That is it. Section markers in brackets, lyrics below each one. Nothing else.

STRICT SECTION LIMITS:
- Verses: 8-16 lines maximum.
- Pre-Chorus: 2-4 lines.
- Chorus/Hook: 4-8 lines.
- Bridge: 4-8 lines.
Do not exceed these limits.

BANNED WORDS — never use any of these:
neon, algorithm, digital, phantom, pixel, shadow, reflection, concrete jungle, echo chamber, midnight, cypher, whisper, canvas, tapestry, labyrinth, mosaic, symphony, aurora, ethereal, cosmic, celestial, visceral, transcend, paradigm, ultrapixel, emotional phantom

SPECIFICITY RULES — every line must follow these:
1. SCENES over concepts — put the listener in a specific place with objects they can see
2. OBJECTS over adjectives — name the actual thing (a dented Ford Ranger, not "a broken vehicle")
3. CONSEQUENCES over metaphors — show what happened, not what it was like
4. TEMPORAL GROUNDING — anchor moments in time when it serves the scene, but vary how (a season, a semester, a shift at work, the age you were).

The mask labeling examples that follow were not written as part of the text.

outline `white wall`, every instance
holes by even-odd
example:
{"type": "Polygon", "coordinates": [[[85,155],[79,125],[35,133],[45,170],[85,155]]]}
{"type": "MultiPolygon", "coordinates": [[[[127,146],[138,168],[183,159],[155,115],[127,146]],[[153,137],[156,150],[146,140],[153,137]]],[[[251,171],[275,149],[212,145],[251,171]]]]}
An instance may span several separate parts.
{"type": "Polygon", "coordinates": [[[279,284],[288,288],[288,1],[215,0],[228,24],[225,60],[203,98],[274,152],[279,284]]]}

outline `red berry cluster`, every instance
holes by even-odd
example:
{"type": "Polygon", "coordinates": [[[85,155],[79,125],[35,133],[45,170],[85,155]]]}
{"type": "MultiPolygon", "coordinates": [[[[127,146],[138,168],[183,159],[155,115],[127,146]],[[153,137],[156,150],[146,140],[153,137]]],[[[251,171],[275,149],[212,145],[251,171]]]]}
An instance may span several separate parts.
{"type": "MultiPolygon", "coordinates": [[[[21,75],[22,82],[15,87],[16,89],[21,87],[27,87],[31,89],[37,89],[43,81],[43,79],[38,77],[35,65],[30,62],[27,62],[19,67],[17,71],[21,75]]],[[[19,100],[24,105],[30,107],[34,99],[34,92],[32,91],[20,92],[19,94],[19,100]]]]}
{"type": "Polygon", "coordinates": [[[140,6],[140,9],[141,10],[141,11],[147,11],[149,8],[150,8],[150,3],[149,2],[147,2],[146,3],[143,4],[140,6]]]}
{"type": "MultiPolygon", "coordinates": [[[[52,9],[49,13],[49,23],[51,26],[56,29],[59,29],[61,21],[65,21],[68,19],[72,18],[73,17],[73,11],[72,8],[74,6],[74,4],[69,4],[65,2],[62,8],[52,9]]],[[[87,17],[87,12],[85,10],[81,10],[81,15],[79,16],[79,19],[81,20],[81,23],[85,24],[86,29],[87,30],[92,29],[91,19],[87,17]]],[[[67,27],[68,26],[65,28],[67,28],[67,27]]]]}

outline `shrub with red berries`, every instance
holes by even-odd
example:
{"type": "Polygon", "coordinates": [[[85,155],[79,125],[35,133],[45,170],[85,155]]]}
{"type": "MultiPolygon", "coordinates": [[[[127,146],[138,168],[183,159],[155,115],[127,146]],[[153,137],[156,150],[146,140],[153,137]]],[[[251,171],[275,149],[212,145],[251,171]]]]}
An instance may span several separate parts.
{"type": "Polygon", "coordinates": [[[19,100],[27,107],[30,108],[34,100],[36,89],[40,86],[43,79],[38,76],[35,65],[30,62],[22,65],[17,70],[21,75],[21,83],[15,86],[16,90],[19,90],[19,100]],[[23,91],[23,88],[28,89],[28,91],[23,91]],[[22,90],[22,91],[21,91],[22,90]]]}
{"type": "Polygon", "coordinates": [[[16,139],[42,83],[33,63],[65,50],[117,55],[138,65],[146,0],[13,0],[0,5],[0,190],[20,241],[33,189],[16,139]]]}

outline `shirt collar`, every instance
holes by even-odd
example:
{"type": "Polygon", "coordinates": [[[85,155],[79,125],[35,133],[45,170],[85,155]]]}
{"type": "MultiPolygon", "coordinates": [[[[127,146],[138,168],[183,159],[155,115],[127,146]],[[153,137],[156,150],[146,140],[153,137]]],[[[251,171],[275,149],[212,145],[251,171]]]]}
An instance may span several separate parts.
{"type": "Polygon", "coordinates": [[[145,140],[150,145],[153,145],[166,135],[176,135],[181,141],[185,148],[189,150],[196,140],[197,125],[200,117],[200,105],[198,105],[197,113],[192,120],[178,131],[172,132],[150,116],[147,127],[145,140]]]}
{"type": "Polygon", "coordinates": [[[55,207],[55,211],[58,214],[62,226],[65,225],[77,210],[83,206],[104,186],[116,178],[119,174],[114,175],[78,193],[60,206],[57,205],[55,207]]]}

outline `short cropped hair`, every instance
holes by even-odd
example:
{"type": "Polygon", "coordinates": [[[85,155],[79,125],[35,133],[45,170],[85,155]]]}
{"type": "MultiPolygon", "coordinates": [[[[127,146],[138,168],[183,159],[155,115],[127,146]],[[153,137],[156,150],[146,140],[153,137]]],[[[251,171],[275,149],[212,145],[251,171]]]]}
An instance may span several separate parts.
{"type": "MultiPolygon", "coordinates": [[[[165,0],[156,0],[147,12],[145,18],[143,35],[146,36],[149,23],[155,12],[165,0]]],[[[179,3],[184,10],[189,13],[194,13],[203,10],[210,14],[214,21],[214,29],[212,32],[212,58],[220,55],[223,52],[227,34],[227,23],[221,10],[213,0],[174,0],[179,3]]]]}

Do not default to "day of the week + exact clock time" — that is one option among many.
5. DOMESTIC DETAIL — kitchen tables, screen doors, parking lots, unwashed mugs, not abstract spaces
6. GUT-PUNCH MOMENTS — one line per section that lands like a physical sensation
7. EMOTIONAL SHIFTS — each section should feel different from the last (angry→tender, numb→raw)

CRAFT & STRUCTURE STANDARDS:

General:
- Prioritize economy of language.
- Remove unnecessary adjectives.
- Prefer strong nouns and verbs over descriptive phrasing.
- Avoid lines that read like explanations.
- If a line contains multiple clauses, simplify it.
- All lyrics must read as natural spoken language.
- Avoid vague or invented idioms that do not clearly map to real speech.
- If a phrase sounds poetic but unclear, rewrite it in plainer language.
- Prioritize clarity over cleverness.

Verses:
- Verses may be detailed and scene-driven.
- Allow rhythmic complexity in verses.
- Avoid over-symmetry; slight irregularity is acceptable.

Hooks (Chorus / Refrain):
- Hooks must be cleaner and more compressed than verses.
- Average 4-8 words per line in hooks.
- Prefer 1-2 syllable words when possible.
- Limit metaphors in hooks (maximum 1 central metaphor).
- Emphasize repetition of a core phrase.
- Each hook line should be chantable after one listen.
- Avoid multi-clause sentences in hooks.
- Avoid overly abstract or technical vocabulary in hooks unless it is the main phrase.

Sound & Punch:
- Favor strong consonant sounds and rhythmic phrasing in hooks.
- Hooks should feel physically speakable in one breath.

Singability:
- Favor open vowel sounds (ah, oh, ee, ay) on key words and line endings.
- Avoid consonant clusters that trip the tongue when sung quickly.
- Each line should be speakable in one natural breath.
- End lines on sounds that can be held or resonate (open vowels, m, n, l) rather than hard stops (t, k, p) when possible.
- Read each line as if singing it — if it feels clunky in the mouth, simplify.

Rhyme:
- Every section must have a rhyme scheme (AABB, ABAB, or ABCB). Do NOT label lines with scheme letters in the output.
- Slant rhymes and near rhymes are fine (e.g. "glass" / "fast", "door" / "drawer").
- Never break grammar, clarity, or meaning to force a rhyme. Every line must make literal sense on its own.
- A clear, natural line that near-rhymes is always better than a nonsensical line with a perfect rhyme.
- BAD (forced rhyme, no real meaning): "There's a warm glass of red on the bathroom cut" — "bathroom cut" is not a real thing, it exists only to rhyme with "shut."
- BAD (forced rhyme, no real meaning): "Keeps scrolling rent on another man's land" — "scrolling rent" is not how anyone talks, forced to rhyme with "hand."
- If you catch yourself inventing a phrase that no one would say in conversation, the rhyme is not worth it. Rewrite the whole line.

Rhythm & Line Length:
- Line lengths within a section should follow a repeating pattern, not be random.
- Good: 6, 10, 6, 10, 6, 10 or 8, 8, 8, 8 or 10, 10, 6, 10, 10, 6.
- Bad: 10, 12, 7, 11, 9, 13 (no pattern, feels chaotic).
- Not every line needs a concrete detail. Let some lines breathe.
- Mix dense image lines with short, bare emotional statements.
- Occasionally let a sentence spill across two lines (enjambment).
- Vary sentence structure — if three lines start the same way, change the fourth.

STRUCTURAL FOCUS:
- Focus each verse on 1-2 key moments or images.
- Avoid stacking multiple time jumps or separate scenes in one verse.
- Select the strongest images; remove weaker supporting detail.
- Pre-choruses should increase tension, not restate the verse.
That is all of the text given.